My vision blurs with wetness, but I’m not going to lose it now. Not yet; there’s too much game ahead of us.
The first period is over before I know it, and the Hawkeyes are up by one. Seeing Scottie out on the ice in person put a whole new perspective on it… on a life here, with him. Being a hockey player's wife and what that would entail.
Then, out of nowhere, the announcer’s voice booms through the arena, and my face is on the Jumbotron.
“Ladies and gentlemen, we have a special recognition tonight. Please welcome the newest member of the Pacific Northwest Ballet Company, and the wife of Hawkeyes winger Scottie Easton—Katerina Easton.”

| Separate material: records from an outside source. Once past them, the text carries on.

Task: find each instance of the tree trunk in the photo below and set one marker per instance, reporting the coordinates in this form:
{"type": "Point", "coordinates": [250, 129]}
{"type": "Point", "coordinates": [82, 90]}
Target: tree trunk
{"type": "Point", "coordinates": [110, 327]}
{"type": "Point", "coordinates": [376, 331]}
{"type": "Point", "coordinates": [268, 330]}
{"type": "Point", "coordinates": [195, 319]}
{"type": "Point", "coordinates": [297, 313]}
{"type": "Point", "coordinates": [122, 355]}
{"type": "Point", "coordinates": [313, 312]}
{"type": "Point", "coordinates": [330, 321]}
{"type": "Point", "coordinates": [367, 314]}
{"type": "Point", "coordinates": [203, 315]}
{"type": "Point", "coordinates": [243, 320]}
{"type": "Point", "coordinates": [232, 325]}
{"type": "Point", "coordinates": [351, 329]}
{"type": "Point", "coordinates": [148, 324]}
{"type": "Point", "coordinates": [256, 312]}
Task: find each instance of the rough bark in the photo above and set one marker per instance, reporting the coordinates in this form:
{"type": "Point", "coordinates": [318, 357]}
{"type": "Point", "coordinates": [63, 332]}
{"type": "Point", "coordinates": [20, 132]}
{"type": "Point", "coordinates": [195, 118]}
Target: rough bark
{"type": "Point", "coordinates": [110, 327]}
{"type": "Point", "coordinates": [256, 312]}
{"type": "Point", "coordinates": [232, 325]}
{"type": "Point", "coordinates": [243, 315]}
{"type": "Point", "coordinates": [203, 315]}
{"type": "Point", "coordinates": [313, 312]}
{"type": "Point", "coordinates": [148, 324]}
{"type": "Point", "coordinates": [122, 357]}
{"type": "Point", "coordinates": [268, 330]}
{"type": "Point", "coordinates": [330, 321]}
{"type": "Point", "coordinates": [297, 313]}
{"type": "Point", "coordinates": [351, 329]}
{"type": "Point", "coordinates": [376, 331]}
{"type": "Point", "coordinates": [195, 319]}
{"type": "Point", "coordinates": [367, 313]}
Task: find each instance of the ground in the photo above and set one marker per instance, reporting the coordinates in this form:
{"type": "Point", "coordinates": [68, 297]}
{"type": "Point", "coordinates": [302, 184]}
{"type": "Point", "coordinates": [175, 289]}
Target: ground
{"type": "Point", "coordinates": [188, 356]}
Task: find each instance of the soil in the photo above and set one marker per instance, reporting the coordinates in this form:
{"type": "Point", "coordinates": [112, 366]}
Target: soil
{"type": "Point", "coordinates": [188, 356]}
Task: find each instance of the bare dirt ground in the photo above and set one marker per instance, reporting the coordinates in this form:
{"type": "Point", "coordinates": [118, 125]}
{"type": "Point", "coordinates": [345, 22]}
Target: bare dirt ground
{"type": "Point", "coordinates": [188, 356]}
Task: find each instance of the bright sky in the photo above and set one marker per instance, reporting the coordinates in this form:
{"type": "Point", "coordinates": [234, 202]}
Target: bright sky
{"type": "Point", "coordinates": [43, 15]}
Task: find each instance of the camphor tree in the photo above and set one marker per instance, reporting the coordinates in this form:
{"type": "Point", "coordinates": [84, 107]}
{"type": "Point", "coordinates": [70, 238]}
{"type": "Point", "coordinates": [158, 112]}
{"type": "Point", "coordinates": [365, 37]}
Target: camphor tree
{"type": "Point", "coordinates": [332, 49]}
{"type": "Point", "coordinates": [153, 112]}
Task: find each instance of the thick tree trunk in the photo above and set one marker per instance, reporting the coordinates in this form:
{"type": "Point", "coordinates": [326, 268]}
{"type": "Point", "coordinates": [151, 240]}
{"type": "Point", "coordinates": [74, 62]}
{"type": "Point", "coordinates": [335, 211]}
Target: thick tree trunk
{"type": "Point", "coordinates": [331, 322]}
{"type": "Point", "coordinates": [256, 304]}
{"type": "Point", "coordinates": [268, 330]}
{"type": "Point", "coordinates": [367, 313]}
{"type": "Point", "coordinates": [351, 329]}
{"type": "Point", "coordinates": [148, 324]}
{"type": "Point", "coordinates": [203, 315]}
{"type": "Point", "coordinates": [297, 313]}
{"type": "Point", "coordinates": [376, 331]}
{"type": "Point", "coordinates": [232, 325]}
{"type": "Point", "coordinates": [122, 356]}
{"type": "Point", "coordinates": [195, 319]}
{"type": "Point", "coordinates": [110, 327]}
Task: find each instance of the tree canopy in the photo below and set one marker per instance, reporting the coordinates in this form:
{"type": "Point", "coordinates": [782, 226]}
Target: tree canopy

My heart lurches at hearing someone else say my married name, and at the surprise of the announcer calling out my spot on the PNB. I wasn’t expecting that. Scottie must have asked the announcer to do it.
Scottie skates past the bench, spots me instantly, and points. A clean, deliberate point. Like the entire arena should know exactly who he’s proud of. Someone behind me taps my shoulder and tells me to stand and wave. It feels crazy to do it here, where I’m not a star, but I do it, and the crowd erupts, and then I realize what Vivi meant by the vibration of applause being felt by your ancestors. I can’t hold back my smile, and then I take a seat.
Then he disappears down the tunnel, leaving me with a heart slamming so hard I’m convinced everyone can hear it.
I’m in love with him.
I know it now. No… I’ve known about it for a while now.
I’ve known it in pieces—quiet moments, soft touches—but Scottie publicly claiming me in front of twenty thousand people… It’s the first time it feels more real than ever before.
After the end of the game and the media, I wait with the other wives and girlfriends until he emerges, exiting the locker room dressed out of his media suit into a pair of jeans and a t-shirt, and smiling with a win on his face.
He sees me, and his whole face softens.
“KitKat.” He pulls me into his chest and holds me like he’s been waiting all day.
“Are you ready to celebrate?” he murmurs against my hair and then kisses the side of my temple.
“More than ready.”
The rest of the night is a blur of celebration. The Hawkeyes win, my win… it can’t get any better than this, and I know it.
“Bro, your wife made the Jumbotron,” Hunter adds with a grin. “She’s officially more famous than you.”
“She already was,” Luka smirks.
I elbow him, and he smirks like the protective big brother he pretends not to be.
Scottie curls his arm around my waist, not possessively, but steadily. Like he’s keeping me close without even thinking about it.
And I love it more than I should.
Drinks come out, and someone hands Scottie a beer he doesn’t even drink before he sets it aside to grab my hand instead.
“Come with me,” he says, pulling me behind him through the crowd of people. He stops at one of the pool tables.
“This is it,” Scottie says, tapping the edge. “The exact table where I made the best losing bet of my life.”
“The best losing bet?”
He turns to me, his hands landing on my hips as he faces me. He lowers his head to my ear, and I instinctively wrap my arms around his neck to welcome him closer. His voice is low enough that only I hear.
“That bet gave me you.”
My breath catches, and then he pulls back, just long enough for our eyes to catch, and then he stares down at my lips, wetting his. I send up a small prayer that he kisses me… right now.
His mouth finds mine like I hoped it would. His kisses me once, twice, then deeper. He kisses me like we’re alone, like there are no eyes, no noise, no universe but this. His hands slide up the sides of my torso, leaving goosebumps everywhere he touches, until his hands cradle my jaw, tilting my mouth exactly how hewants me, kissing me like he’s been waiting since the second he saw me on the jumbotron.
The bar goes feral behind us. Cheers and whistles… someone banging a glass on the table, but all I feel is him.